The Germans attempted to renew the offensive on 5 April. By now 47th Division had reorganised. Most of 1/19th was with 141 Bde in divisional reserve, but one company was in the front line still attached to 1/20th. The attack was made after an intense bombardment, and fighting went on all day, with reserves fed in progressively. The Germans made some gains, but the line held. 47th Division was relieved that night.[33]

47th Division now had three quiet months, resting and then holding a quiet sector of the line, which gave the battalions time to absorb the hundreds of 18-year-old recruits they were sent to fill up their ranks. It was then engaged in the following operations:[12][19][20][21]

  • Battle of Albert 22–23 August – The division joined the Allied counter-offensive in this battle. 141 Brigade began their advance at 0445, and gained their objective with little resistance, but in the morning mist and battle smoke the battalions began to consolidate a little short of the intended line; the follow-up units suffered heavily.[34]
  • 2nd Battle of Bapaume 31 August–3 September – 141 Bde advanced behind a creeping barrage at 0530, gained all the ground required, and continued to advance the following day. A new dawn attack on 5 September suffered a check, so it was successfully repeated under cover of a barrage and a thunderstorm at 1900, followed by a further push on 6 September.[35]

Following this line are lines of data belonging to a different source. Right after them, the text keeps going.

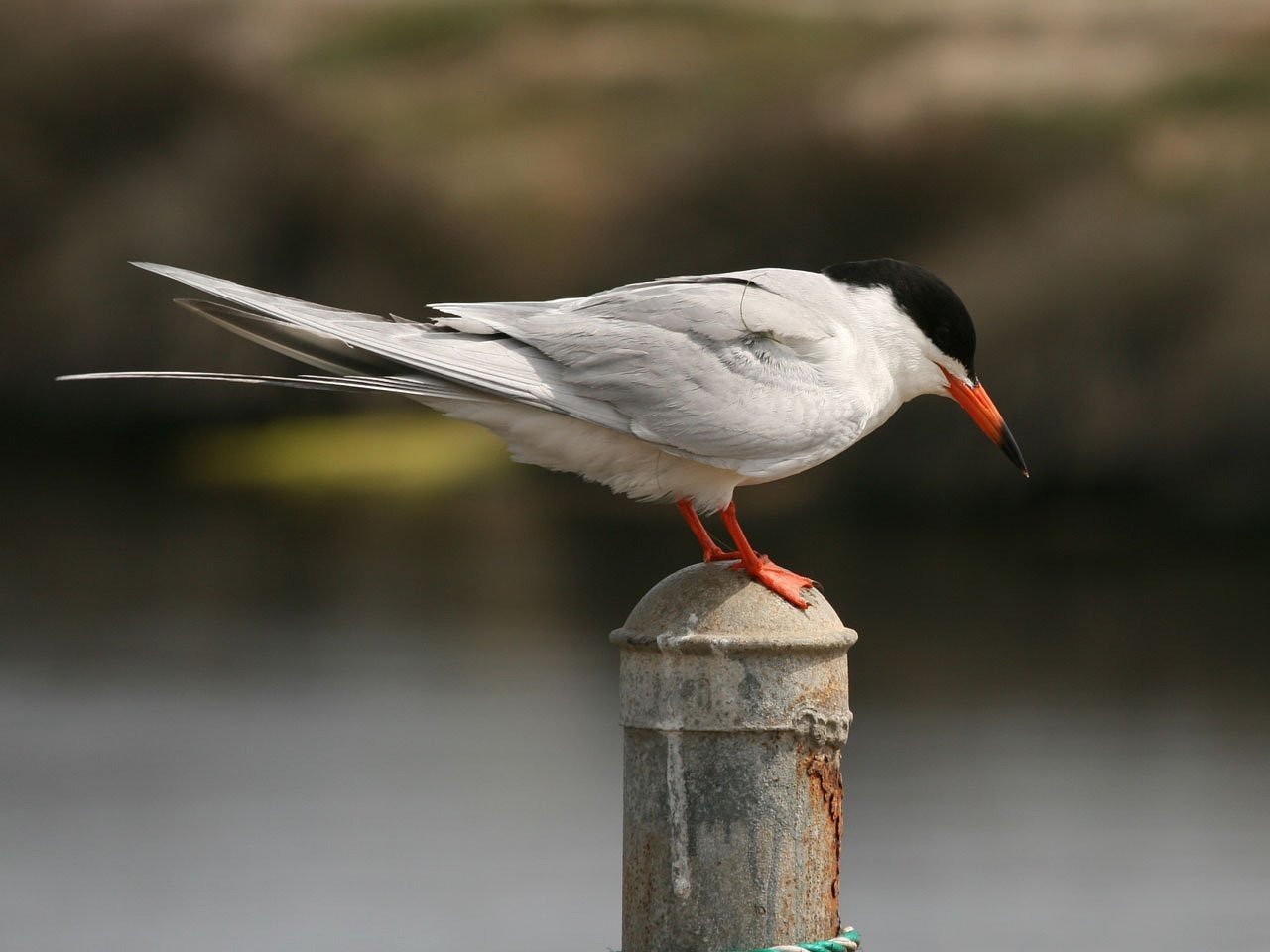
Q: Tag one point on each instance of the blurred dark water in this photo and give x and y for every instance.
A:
(238, 721)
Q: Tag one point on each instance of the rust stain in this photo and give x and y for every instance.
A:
(825, 770)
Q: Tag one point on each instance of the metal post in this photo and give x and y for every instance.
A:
(734, 707)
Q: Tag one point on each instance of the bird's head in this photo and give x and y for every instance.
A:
(938, 334)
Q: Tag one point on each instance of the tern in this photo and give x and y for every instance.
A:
(672, 390)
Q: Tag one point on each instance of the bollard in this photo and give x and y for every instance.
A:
(734, 712)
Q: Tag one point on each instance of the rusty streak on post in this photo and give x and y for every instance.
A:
(735, 708)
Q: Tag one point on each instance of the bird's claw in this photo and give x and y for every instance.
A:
(786, 584)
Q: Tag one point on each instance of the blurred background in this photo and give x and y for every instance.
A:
(290, 670)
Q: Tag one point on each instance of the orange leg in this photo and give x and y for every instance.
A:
(761, 569)
(708, 547)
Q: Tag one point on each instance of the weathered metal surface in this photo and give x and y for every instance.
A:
(735, 708)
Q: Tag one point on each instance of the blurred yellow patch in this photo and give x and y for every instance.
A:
(405, 453)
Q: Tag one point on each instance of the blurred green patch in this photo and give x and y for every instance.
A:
(447, 31)
(407, 453)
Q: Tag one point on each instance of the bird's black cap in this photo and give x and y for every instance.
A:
(933, 304)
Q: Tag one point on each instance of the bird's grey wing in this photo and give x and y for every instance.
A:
(412, 386)
(719, 370)
(494, 365)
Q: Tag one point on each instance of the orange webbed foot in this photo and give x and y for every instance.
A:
(786, 584)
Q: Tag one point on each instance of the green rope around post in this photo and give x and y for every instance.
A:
(847, 942)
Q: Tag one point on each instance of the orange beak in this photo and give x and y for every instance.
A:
(975, 402)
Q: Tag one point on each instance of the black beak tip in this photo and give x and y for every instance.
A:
(1010, 447)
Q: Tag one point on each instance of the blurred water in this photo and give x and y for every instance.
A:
(393, 805)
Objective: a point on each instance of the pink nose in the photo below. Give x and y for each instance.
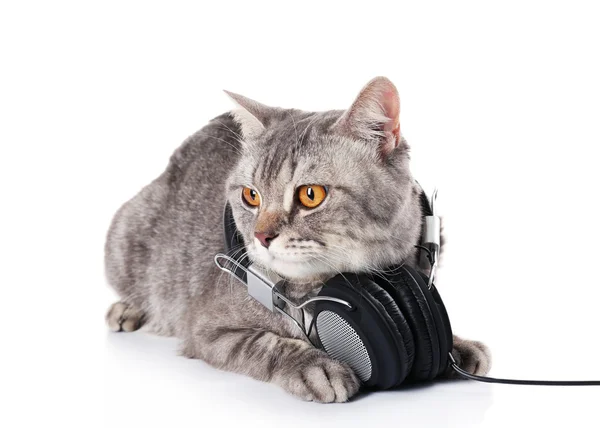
(265, 238)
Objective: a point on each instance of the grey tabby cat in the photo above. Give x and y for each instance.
(313, 194)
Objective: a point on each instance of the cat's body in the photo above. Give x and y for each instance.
(161, 244)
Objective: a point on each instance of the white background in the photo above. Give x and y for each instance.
(500, 102)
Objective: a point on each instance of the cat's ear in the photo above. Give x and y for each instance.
(374, 115)
(252, 116)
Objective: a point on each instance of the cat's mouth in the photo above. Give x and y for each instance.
(294, 266)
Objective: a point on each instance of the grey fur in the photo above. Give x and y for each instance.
(160, 246)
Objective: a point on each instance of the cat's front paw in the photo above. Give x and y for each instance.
(319, 378)
(471, 356)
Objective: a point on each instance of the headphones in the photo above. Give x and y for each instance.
(390, 328)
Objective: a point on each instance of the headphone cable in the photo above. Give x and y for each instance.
(521, 381)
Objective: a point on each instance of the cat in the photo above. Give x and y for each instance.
(312, 194)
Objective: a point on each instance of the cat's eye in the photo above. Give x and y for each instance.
(312, 196)
(251, 197)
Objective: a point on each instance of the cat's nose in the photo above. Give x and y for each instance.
(265, 238)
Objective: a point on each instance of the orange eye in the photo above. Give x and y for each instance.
(312, 196)
(251, 197)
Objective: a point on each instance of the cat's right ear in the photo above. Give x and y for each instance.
(251, 115)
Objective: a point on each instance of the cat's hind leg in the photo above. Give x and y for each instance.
(124, 317)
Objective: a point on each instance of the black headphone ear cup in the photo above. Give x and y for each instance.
(373, 321)
(402, 328)
(444, 328)
(405, 290)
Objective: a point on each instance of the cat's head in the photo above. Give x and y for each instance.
(315, 194)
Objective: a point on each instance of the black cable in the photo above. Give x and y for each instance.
(522, 381)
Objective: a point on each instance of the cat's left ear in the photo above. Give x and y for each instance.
(374, 115)
(252, 116)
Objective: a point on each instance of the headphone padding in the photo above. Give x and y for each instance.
(401, 327)
(442, 321)
(405, 290)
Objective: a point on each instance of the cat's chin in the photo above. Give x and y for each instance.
(300, 271)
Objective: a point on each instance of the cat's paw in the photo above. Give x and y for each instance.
(124, 317)
(322, 379)
(471, 356)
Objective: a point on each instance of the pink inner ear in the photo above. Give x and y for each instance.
(391, 106)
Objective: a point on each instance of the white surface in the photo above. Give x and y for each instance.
(500, 104)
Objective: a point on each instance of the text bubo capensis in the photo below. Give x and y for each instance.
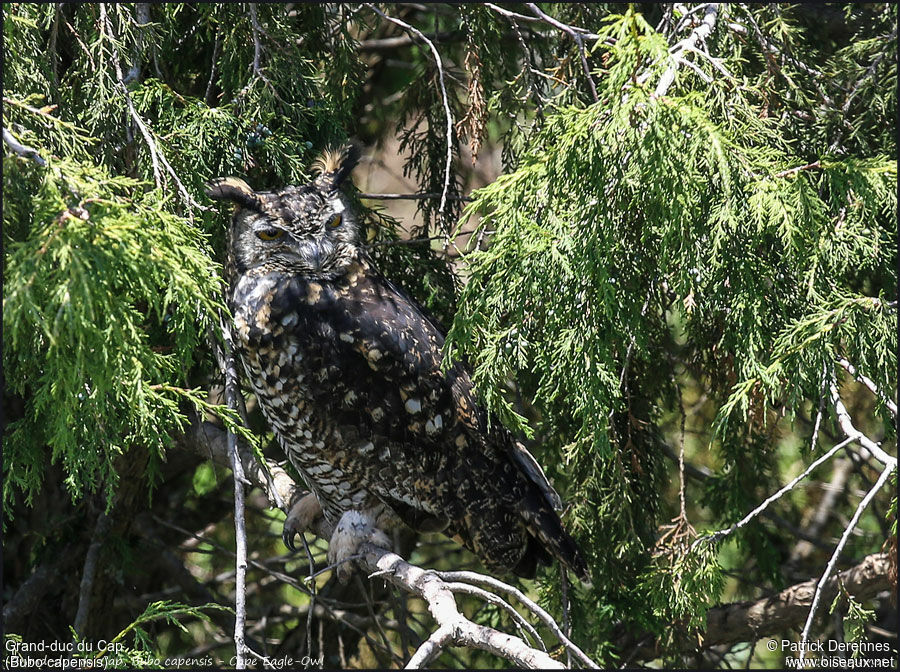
(347, 371)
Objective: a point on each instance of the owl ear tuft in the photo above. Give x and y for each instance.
(233, 189)
(334, 165)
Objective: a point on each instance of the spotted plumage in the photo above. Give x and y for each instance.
(347, 370)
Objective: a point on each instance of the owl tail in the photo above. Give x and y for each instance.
(547, 530)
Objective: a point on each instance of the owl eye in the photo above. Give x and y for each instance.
(270, 234)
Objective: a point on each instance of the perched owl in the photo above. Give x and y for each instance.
(347, 371)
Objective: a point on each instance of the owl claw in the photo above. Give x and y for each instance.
(353, 529)
(300, 518)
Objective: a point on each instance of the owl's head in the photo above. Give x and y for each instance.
(308, 230)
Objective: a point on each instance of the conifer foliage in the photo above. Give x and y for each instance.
(680, 292)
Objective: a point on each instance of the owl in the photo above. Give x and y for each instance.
(347, 370)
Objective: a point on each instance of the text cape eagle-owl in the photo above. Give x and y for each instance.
(347, 371)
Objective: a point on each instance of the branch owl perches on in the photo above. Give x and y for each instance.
(347, 370)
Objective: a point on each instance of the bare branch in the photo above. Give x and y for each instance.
(721, 534)
(869, 384)
(575, 36)
(156, 156)
(20, 149)
(752, 619)
(454, 628)
(533, 607)
(431, 586)
(411, 197)
(440, 67)
(846, 423)
(794, 171)
(697, 36)
(90, 571)
(390, 43)
(229, 370)
(829, 568)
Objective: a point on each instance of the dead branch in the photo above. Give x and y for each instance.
(436, 588)
(753, 619)
(446, 101)
(101, 529)
(20, 149)
(846, 365)
(829, 568)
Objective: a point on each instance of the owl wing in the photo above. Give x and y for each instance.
(423, 439)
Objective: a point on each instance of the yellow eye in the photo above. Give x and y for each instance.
(270, 234)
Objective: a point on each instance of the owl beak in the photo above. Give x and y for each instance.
(311, 254)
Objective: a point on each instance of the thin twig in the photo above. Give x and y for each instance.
(22, 150)
(829, 568)
(575, 36)
(410, 197)
(715, 536)
(440, 67)
(515, 16)
(86, 590)
(156, 156)
(873, 388)
(533, 607)
(846, 423)
(491, 598)
(229, 370)
(794, 171)
(698, 35)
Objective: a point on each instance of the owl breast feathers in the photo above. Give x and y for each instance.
(347, 370)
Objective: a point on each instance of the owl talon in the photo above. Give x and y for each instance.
(353, 529)
(300, 519)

After a further period of rest, 47th Division was preparing for a move to the Italian Front when it was instead ordered to take part in the final operations on the Western Front. On 1 October 141 Bde was hurried forward to keep in touch with the retreating Germans. Like the rest of the brigade, 1/19th Bn was now very weak, and further casualties were suffered from German rearguards, but the brigade took Aubers Ridge, scene of previous costly attacks during the war. The pursuit continued, until on 4 October the 1/19th secured a position on the strongly-held Armentieres-Wavrin railway embankment. The advance was resumed on 16 October, 1/19th coming upon Fort d’Englos, one of the string of forts encircling Lille. On 28 October the division accompanied Third Army‘s commander, Sir William Birdwood on his ceremonial entry into Lille. 141 Brigade resumed its place in the Line on 31 October and took up positions along the River Schelde. The river was crossed on 9 November, and the Armistice with Germany on 11 November found the battalions of 141 Bde administering the liberated city of Tournai.[9][36]


Demobilisation of 47 Division began in early 1919. By March the units had been reduced to cadres, and these left for England in May.[12][37]

Commanding Officers[edit]

The following officers commanded 1/19th Londons during World War I:[38]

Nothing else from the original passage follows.